Government Revenues Drop as Tax Cuts Kick In
Corporate tax receipts in June were 33 percent lower than a year ago, according to data released by the Treasury Department Thursday, as companies made smaller estimated payments due to the reduction in their tax rates. Total receipts were down 7 percent, while payroll taxes were 5 percent lower compared to June 2017.
“June receipts to US government were our first mostly-clear look at the revenue effects of the new tax law, with lots of estimated payments and little noise from the 2017 tax year,” The Wall Street Journal’s Richard Rubin tweeted Friday.
Surprisingly, the deficit was smaller in June compared to a year ago, narrowing to $74.86 billion from $90.23 billion last year.
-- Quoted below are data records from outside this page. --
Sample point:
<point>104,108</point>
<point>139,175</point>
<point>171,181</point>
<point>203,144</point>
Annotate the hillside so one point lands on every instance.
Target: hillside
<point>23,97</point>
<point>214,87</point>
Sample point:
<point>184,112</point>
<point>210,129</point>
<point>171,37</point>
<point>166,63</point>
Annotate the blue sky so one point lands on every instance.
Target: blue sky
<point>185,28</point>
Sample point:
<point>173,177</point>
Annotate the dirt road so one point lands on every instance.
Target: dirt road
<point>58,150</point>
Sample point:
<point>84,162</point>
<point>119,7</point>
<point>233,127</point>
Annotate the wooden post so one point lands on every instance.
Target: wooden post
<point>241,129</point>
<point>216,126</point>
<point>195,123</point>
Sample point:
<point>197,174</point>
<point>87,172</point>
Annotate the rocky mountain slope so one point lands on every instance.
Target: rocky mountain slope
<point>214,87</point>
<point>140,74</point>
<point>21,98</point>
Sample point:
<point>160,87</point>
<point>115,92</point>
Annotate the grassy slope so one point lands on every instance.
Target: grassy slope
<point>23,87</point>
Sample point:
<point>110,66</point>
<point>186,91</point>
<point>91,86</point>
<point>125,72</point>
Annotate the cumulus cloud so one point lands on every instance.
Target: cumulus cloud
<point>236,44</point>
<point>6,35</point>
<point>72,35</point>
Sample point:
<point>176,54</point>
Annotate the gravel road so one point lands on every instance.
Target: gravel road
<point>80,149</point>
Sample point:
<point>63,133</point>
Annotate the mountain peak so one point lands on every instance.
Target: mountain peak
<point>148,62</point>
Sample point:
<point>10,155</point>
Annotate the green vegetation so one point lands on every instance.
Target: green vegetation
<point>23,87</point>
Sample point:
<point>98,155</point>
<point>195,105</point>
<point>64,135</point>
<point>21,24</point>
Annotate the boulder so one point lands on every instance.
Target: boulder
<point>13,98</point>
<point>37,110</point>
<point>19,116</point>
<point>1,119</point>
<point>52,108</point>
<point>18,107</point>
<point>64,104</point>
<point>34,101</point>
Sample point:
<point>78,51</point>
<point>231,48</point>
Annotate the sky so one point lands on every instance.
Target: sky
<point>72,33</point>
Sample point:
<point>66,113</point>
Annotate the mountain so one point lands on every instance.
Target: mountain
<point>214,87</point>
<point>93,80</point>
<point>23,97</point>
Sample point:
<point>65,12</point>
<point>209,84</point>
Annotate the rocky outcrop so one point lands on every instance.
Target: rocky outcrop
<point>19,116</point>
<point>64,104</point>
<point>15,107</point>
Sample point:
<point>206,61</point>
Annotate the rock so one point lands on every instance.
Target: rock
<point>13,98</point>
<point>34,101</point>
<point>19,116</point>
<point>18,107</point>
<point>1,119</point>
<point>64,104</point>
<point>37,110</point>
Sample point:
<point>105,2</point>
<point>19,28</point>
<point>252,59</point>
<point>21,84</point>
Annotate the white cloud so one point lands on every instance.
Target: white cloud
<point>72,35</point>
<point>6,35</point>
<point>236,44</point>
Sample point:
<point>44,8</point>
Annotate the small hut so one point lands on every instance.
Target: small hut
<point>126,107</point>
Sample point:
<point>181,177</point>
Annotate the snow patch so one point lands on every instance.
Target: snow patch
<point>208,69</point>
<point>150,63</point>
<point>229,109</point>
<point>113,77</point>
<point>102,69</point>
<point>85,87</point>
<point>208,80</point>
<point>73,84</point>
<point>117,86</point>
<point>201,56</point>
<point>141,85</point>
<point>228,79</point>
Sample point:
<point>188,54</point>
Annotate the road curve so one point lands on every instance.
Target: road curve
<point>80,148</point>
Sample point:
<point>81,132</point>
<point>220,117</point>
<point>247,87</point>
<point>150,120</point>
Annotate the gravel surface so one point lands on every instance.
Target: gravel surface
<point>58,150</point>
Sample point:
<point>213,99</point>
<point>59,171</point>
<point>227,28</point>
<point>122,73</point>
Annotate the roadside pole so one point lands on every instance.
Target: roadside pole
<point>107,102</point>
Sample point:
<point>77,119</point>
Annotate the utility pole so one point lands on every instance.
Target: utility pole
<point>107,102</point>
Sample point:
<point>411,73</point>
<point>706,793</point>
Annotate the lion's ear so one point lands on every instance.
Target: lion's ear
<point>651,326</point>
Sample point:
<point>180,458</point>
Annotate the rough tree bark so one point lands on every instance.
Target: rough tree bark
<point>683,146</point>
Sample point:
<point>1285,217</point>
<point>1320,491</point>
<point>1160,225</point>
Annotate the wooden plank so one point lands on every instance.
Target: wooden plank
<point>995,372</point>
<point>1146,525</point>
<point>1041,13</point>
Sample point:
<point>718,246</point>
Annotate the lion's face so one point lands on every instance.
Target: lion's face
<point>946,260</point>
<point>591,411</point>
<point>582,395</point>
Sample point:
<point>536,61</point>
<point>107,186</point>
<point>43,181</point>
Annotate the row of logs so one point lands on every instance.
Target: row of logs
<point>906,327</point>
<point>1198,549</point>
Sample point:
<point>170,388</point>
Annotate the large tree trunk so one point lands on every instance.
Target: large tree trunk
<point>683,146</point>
The drop was driven by a 9 percent reduction in government outlays that reflected accounting changes rather than any real changes in spending, Rubin said in the Journal.
“More broadly, the federal deficit is swelling as government spending outpaces revenues,” Rubin wrote. “The budget gap totaled $607.1 billion in the first nine months of the 2018 fiscal year, 16% larger than the same point a year earlier.”
Kyle Pomerleau of the Tax Foundation pointed out that the drop in corporate tax receipts is a permanent feature of the Republican tax cuts, tweeting: “Even in a Trump dream world in which these cuts paid for themselves, corporate tax collections would remain below baseline forever. It would be higher income and payroll receipts that made up the difference.”
Deficit Jumps in Trump’s First Fiscal Year
The federal budget deficit rose by 16 percent in the first nine months of the 2018 fiscal year, which began last October. The shortfall came to $607 billion, compared to $523 billion in the same period the year before, according to a U.S. Treasury report released Thursday and reported by Bloomberg. Both revenue and spending rose, but spending rose faster. Revenues came to $2.54 trillion, up 1.3 percent from the same nine-month period in 2017, while spending came to $3.15 trillion, up 3.9 percent.
Where’s the Obamacare Navigator Funding for 2019, PA Insurance Commissioner Asks
Pennsylvania’s insurance commissioner sent a letter this week to Health and Human Services Secretary Alex Azar and Centers for Medicare and Medicaid Services (CMS) Administrator Seema Verma requesting that they “immediately release the funding details for the Navigator program for the upcoming open enrollment period for 2019.” Navigators are the state and local groups that help people sign up for Affordable Care Act plans.
“In years past, grant applications and new funding opportunities were released by CMS in April, CMS required Navigator organizations to apply by June and approved applications and new funding by late August,” Pennsylvania’s Jessica Altman wrote. “The current lack of guidance has put Navigator organizations – and states - far behind in their planning and creates an inability for the Navigator organizations to design a successful plan for helping people enroll during the 2019 open enrollment period.”